SAR’s Academic Freedom Monitoring Project investigates and reports attacks on higher education with the aim of raising awareness, generating advocacy, and increasing protection for scholars, students, and academic communities. Learn more.

Date of Incident: December 02, 2020

Attack Types: Killings, Violence, Disappearances

Institution(s):Saint Joseph University

Region & Country:Western Asia | Lebanon

New or Ongoing:New Incident

On December 2, 2020, a group of individuals reportedly attacked students at Saint Joseph University (USJ) in apparent connection to a conflict arising from student elections.

Students representing ruling political parties, including the Lebanese Forces and Hezbollah have historically dominated university student councils. Starting in October 2020, a growing number of independent student candidates not affiliated with the ruling parties have won elections at various universities, including the Lebanese American University, Rafik Hariri University, and American University of Beirut.

The results of USJ student council elections were going to be announced on December 3, with Independent candidates and ruling party candidates running. On December 1, students from opposing parties, including Hezbollah and Lebanese Forces, clashed violently (see report). The next day, Hezbollah members not affiliated with USJ, who were reportedly armed with knives, sticks, flares, and stones, arrived at the USJ campus. They proceeded to attack USJ students affiliated with Lebanese Forces.

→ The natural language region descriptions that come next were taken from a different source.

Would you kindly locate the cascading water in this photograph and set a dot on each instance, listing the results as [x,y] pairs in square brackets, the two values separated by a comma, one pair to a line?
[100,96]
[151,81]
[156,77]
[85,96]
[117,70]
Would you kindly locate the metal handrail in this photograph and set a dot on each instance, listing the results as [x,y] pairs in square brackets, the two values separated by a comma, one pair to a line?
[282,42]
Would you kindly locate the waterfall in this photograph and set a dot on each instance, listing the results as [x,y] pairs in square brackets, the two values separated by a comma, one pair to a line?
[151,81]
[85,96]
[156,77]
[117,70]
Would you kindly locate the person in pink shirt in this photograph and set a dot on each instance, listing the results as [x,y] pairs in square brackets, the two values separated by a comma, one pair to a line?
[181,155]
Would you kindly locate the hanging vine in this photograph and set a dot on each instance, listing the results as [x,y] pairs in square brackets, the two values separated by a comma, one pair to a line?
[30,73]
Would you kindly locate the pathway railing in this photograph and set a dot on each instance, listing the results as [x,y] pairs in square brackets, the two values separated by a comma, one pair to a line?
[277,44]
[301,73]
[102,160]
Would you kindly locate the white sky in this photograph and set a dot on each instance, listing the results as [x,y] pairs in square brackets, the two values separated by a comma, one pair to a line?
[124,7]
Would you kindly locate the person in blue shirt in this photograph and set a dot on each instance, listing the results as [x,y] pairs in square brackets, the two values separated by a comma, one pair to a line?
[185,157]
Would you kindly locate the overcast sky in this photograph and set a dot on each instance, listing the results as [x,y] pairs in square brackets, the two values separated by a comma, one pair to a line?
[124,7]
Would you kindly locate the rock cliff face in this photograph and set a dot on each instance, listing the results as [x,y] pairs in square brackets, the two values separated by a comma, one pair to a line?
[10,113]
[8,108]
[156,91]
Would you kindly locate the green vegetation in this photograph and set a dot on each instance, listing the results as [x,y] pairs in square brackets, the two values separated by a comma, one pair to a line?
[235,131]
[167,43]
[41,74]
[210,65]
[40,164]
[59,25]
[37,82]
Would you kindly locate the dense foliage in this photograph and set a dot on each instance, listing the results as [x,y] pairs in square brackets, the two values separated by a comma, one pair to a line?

Security forces reportedly arrested three of the Hezbollah members.

Scholars at Risk is concerned about a violent attack on students in an apparent attempt to restrict a student election. State and university authorities should take all available steps to investigate such incidents, hold perpetrators responsible, and protect against attacks on students, scholars, and other members of the higher education community. In addition to the harm to the immediate victims, violent attacks on students, particularly in retaliation for their expressive activity, undermines academic freedom and democratic society generally.